Quand il a quitté l’écurie Ndakaru, qui l’a révélé, pour aller porter le flambeau de son Yoff d’origine, c’est l’espoir de toute une communauté qui est né. Malick raviva la flamme de Yoff le jour où il s’est payé le scalp d’un certain Sa Thiès, son premier adversaire de taille. Ngagne Diagne regrette que cette flamme soit éteinte en si peu de temps. «Tout ce que je regrette, c’est l’espoir qu’il a fait naître à Yoff, terreau de champions. Quand il a battu Sa Thiès, il a fait revivre Yoff, qui est resté longtemps sans un champion d’envergure. Il a rappelé aux Yoffois des champions comme son homonyme, Malick Niang, Santang Gningue, Demba Thiaw, Ousmane Ndir. Je me rappelle encore cette effervescence à Yoff le soir de sa victoire sur Sa Thiès. Il n’a pas le droit de se retirer pour des raisons aussi fallacieuses. Les autorités coutumières de Yoff doivent le ramener à la raison. Il a fait un début de carrière très rare. C’est l’un des rares lutteurs à avoir aligné 10 victoires en autant de sorties. Rien n’explique son absence pendant tout ce temps. C’est un grand champion. Il a ce qui manque aux autres lutteurs. C’est-à-dire la taille, la puissance physique et la technique de lutte. Vivement son retour», plaide Ngagne Diagne.
«Malick Niang n’a pas arrêté la lutte»
A la suite de la sortie du lutteur, son encadrement a tenu à sauver ce qui reste. C’est Baye Ngagne, coach de l’écurie Yoff, qui est monté au créneau pour préciser la pensée de son poulain. Baye Ngagne que nous avons joint au téléphone réitère ses propos d’alors. «Les propos de Malick Niang ont été mal interprétés. C’est vrai qu’il a fait une sortie malheureuse. Il a mal communiqué. En fait, il voulait dire qu’il va renoncer à la lutte s’il n’arrive pas à décrocher un combat. Il faut le comprendre. C’est difficile de concéder deux années blanches parce que tes potentiels adversaires refusent de t’affronter. La défaite ne peut pas le pousser à arrêter sa carrière. Ça n’a pas de sens. C’est juste qu’il est un peu dépité d’être resté sans combat. En plus, un promoteur lui doit de l’argent. Malick est là. Si on lui fait une bonne proposition, il va lutter», a confié Baye Ngagne.

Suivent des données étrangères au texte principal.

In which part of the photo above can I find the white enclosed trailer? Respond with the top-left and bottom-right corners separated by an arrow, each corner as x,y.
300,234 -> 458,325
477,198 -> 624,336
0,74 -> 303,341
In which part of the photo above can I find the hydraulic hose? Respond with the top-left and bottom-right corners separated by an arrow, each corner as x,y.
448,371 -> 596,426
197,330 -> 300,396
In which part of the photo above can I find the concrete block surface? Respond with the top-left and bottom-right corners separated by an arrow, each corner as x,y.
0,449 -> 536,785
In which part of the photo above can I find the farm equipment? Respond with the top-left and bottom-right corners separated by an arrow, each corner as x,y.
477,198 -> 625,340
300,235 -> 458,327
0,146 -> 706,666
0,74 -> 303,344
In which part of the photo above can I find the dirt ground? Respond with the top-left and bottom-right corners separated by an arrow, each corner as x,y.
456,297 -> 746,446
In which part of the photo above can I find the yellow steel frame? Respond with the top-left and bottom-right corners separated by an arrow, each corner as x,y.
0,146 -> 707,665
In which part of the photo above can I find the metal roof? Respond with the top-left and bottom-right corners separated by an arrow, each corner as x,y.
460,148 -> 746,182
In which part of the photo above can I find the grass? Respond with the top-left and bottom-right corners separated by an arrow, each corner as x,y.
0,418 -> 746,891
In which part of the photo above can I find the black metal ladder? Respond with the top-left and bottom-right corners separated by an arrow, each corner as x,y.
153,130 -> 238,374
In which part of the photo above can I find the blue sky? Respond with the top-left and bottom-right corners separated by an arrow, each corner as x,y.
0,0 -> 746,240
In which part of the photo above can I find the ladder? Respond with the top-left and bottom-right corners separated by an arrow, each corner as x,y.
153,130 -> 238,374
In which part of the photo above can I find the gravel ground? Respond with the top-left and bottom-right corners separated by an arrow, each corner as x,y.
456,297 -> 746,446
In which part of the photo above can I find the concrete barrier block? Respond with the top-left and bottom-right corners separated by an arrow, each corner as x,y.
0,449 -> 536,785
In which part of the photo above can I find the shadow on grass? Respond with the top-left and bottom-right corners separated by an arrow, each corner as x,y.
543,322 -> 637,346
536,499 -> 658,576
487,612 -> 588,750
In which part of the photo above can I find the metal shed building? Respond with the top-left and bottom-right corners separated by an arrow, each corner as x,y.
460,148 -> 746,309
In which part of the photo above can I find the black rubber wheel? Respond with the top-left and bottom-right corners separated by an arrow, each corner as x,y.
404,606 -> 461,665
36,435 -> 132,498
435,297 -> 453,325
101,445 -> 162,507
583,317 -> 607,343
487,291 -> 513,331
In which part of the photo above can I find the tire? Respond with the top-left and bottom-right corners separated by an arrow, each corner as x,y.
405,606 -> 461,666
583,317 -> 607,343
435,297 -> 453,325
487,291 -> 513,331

Tapha Tine, Forza, Elton, Abdou Diouf…, ses potentiels adversaires
Malick Niang n’a pas quitté ce milieu des hommes virils. S’il n’a pas encore fait son retour, c’est parce que les promoteurs ne se sont pas encore manifestés. Les adversaires potentiels ne manquent pas. «Malick Niang ne peut pas avoir de problème d’adversaire. Il est incontournable dans la nouvelle configuration de l’arène. Il a beaucoup de revanches à accorder à ses victimes. Il peut affronter Tapha Tine, lui aussi vaincu par Ama Baldé. Elton, Forza, Abdou Diouf, sont aussi ses potentiels adversaires», souligne Ngagne Diagne. «Il peut bien rebondir en affrontant des lutteurs comme Sa Thiès, Assurance de Mbour. En plus, il a tous les atouts pour s’imposer dans la lutte. Il a la carrure, un palmarès reluisant. C’est vrai que cette défaite avait complètement sapé son moral. Depuis, c’est une véritable descente aux enfers. La défaite lui a plombé les ailes. Mais il a tous les atouts pour revenir», promet Malick Thiandoum.